Problems with word-embedding :-

Word embeddings are flat and do not capture hierarchies. number space vs word space, for example, the similarity between '8' and 'eight' should be captured. Intrinstic and extrinsic properties of words are still cannot be captured by word-embeddings alone. Sure we can use character embedding and mix/concat them with word-embeddings, but that doesn't seem to improve the performance by far.

Meaning of a word is influenced by a lot of factors which can be categorised into at least three.
Syntax - character order,
Semantics - what are the words that are seen together,
Pragmatics - we don't know how to handle this so far, because it depends upon lot of things like history, culture, contemporary styles of use and so on.

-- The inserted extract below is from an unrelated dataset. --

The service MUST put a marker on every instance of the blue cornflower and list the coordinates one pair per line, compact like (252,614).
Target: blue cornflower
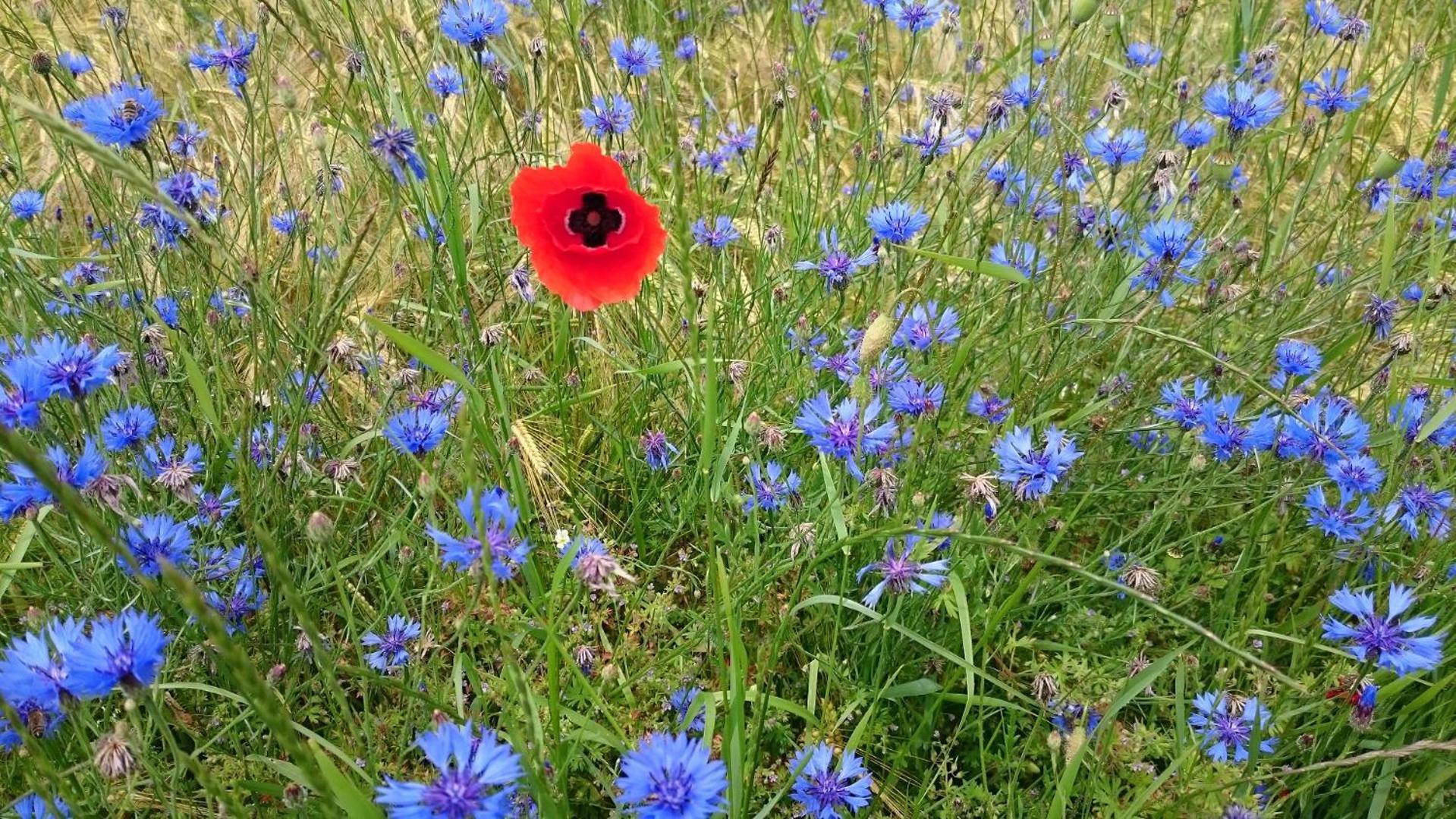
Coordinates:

Too deterministic - all the output are probability distributions.

The neural network, all it does it mapping between two higher-dimensional spaces deterministically. To explain what I mean, I will use the OpAmp vs Microcontroller analogy. In an OpAmp circuitry, the output is completly based on the input and the relationship causal. Very similar to mechanical devices, it just the medium is different, electrons in circuitry. There is no arbitraryness . But I can, make a microcontroller to light up an LED regardless of what is on the input side.

I intentionally chose not use the phrase, 'program the microcontroller'. Programs is set of rules operating over data structured in, well... a structure. No shortcuts. But that is also a curse. Take NLP for example, we cannot completely specify language in a set of rules. Although link-grammar, dependency-grammar, and recent construction-grammars have evolved to more powerful and expressive, NLP is still an unsolved problem.

Neural networks tend to perform well on a subset of language defined-by/confined-to a text-corpus, because it tries to figure out the rules by themselves. But that is not an easy job. It is like watching a suspense-thriller. The story is intentionally crafted to make us infer/predict something to be true, say the movie, Mulholland Drive is about, Diane Selwyn is trying to help Camilla Rhodes figure who was she before the car accident, only to break that prediction, like revealing that all the damn is a dream, and make us feel like cheated and astonished at the same time, so that we are kept invested in the story. The movie is actually more complex and there can be more than one interpretation other than the one I chose to present here, exactly like there are many ways to interpret a sentence.

It is safe to say the that kind of reactions are the after-effects of the order in which the events in the story are presented to us. That is exactly the reason why beural networks perform well on one dataset and not on another and at times not even on the same dataset if the order of the samples are shuffled. The reason why our prediction of the hero or the anti-hero fails miserably is, we are trying to capture meaningful structures of the story from and confined to the events presented, i.e from the incomplete information.

We are connecting dots which may or may not be actually connected in the story, and we won't know it until we are provided with the full information. Similarly the neural networks creates shortcuts and believes that is the actual structure of the content in NLP case the syntax, semantics and even pragmatics of the language. And believe the datasets we currently have cannot capture all of three of them, in their entirety. So what the neural networks ends up learning are mere shortcuts, unless we provide them all sorts of combinations of meaning sentences.

For example to establish the similarity between word 'eight' and number '8' we need to provide the neural network enough examples where 'eight' and '8' exemplify similar meanings. In context of word-embeddings, duplicating samples with 'eight' replaced with '8' and vice-versa should capture that similarity, but how to make the neural network understand that '1' and '8' are from number spaces and 'one' and 'eight' are from word spaces? I don't know the answer to that. (May be multimodal learning might help?)